Enhancing DNA Foundation Models to Address Masking Inefficiencies

TL;DR

DNA foundation models pretrained with masked language modeling suffer from distribution shift when [MASK] tokens are absent at inference time. BarcodeMAE addresses this by adopting an encoder-decoder masked autoencoder where the encoder omits [MASK] tokens and the decoder reconstructs them, aligning pretraining with downstream inference. Pretrained on BIOSCAN-5M, BarcodeMAE achieves strong genus-level classification gains and a robust harmonic mean across closed- and open-world tasks, illustrating the benefit of domain-specific architectural choices over conventional encoder-only MLM approaches. The work highlights the importance of matching training objectives to real-use scenarios in genomic sequence analysis and provides a practical, scalable approach for DNA barcode representation learning.

Abstract

Masked language modelling (MLM) as a pretraining objective has been widely adopted in genomic sequence modelling.

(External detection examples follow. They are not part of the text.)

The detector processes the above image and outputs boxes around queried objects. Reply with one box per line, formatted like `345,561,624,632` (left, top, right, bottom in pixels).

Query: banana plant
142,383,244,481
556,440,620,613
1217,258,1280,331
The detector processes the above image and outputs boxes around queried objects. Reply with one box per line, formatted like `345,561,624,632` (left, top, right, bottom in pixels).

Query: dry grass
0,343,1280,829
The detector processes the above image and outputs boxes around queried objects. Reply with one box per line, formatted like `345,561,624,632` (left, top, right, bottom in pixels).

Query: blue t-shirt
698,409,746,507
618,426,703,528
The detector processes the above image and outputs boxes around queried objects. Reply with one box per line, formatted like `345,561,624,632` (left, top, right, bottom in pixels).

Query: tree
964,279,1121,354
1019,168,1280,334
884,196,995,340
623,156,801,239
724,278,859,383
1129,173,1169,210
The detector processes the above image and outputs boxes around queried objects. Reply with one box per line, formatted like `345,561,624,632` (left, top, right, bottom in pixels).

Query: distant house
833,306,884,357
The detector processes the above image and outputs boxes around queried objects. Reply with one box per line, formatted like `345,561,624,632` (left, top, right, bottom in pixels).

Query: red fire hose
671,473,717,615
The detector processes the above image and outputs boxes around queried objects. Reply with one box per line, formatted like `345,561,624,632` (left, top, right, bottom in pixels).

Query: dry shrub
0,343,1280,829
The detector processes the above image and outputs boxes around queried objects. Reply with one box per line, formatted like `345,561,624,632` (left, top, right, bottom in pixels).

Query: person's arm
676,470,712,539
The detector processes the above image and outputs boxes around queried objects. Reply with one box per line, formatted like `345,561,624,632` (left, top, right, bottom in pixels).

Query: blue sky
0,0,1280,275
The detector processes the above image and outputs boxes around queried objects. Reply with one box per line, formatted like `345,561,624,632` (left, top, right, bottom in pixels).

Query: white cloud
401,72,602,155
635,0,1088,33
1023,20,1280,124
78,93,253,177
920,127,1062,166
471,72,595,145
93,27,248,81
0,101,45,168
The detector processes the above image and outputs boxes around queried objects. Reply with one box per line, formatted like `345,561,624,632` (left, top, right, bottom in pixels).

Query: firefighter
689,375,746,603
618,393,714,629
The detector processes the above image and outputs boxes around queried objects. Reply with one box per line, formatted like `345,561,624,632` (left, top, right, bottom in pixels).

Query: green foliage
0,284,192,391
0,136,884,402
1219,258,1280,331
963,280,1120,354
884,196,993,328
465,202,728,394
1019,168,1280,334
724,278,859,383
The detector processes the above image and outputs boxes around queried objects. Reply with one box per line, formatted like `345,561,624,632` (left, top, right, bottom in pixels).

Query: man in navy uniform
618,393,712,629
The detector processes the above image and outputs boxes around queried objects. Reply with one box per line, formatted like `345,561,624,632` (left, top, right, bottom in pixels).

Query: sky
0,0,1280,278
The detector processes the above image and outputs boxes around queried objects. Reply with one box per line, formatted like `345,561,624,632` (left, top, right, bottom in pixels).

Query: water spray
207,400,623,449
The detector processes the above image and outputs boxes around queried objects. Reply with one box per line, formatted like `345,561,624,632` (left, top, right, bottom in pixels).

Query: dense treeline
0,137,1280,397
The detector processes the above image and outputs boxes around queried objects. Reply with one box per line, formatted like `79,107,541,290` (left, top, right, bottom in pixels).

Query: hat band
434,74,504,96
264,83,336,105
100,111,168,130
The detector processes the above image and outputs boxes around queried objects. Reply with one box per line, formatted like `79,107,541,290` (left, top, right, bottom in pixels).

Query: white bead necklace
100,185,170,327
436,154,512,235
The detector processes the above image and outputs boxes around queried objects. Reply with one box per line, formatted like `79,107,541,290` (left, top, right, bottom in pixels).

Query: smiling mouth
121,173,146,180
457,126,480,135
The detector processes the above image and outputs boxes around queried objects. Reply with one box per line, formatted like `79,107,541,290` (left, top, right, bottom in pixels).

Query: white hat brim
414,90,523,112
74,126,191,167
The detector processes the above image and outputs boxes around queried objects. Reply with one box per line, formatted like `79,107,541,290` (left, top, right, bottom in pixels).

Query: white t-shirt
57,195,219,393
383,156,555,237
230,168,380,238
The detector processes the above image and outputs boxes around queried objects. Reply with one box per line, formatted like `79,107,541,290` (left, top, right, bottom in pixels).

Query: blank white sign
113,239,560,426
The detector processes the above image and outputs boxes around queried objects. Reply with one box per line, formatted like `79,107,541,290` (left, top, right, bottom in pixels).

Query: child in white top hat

While pretrained models can successfully serve as encoders for various downstream tasks, the distribution shift between pretraining and inference detrimentally impacts performance, as the pretraining task is to map [MASK] tokens to predictions, yet the [MASK] is absent during downstream applications. This means the encoder does not prioritize its encodings of non-[MASK] tokens, and expends parameters and compute on work only relevant to the MLM task, despite this being irrelevant at deployment time. In this work, we propose a modified encoder-decoder architecture based on the masked autoencoder framework, designed to address this inefficiency within a BERT-based transformer. We empirically show that the resulting mismatch is particularly detrimental in genomic pipelines where models are often used for feature extraction without fine-tuning. We evaluate our approach on the BIOSCAN-5M dataset, comprising over 2 million unique DNA barcodes. We achieve substantial performance gains in both closed-world and open-world classification tasks when compared against causal models and bidirectional architectures pretrained with MLM tasks.

Paper Structure

This paper contains 16 sections, 2 equations, 3 figures, 3 tables.

Figures (3)

  • Figure 1: Comparison of pretraining processes for BarcodeBERT (left) and BarcodeMAE (right). BarcodeBERT uses an encoder-only transformer architecture with direct masking. BarcodeMAE processes DNA barcode sequences through a transformer encoder-decoder architecture. The masking strategy differs from other foundation models by excluding the [MASK] token from the encoder input, requiring the decoder to predict masked sequences. After pretraining, the decoder is discarded and only the encoder is used for downstream tasks.
  • Figure 2: t-SNE visualization of DNA barcode embeddings from BarcodeBERT (left) and BarcodeMAE (right) for 20 randomly selected underrepresented genera. Each point represents a DNA barcode sequence, and colours indicate different genera. BarcodeMAE shows more distinct and well-separated clusters, suggesting better discrimination between genera compared to BarcodeBERT.
  • Figure 3: Impact of masking and token deletion on genus-level classification accuracy. While BarcodeBERT shows stability at higher drop rates, the practical inference scenario occurs at $x\!=\!0$ with no masking, where BarcodeMAE demonstrates superior performance. The robustness to masking or removing tokens shown by BarcodeBERT does not correspond to an improved real-world performance since these conditions are not encountered during inference.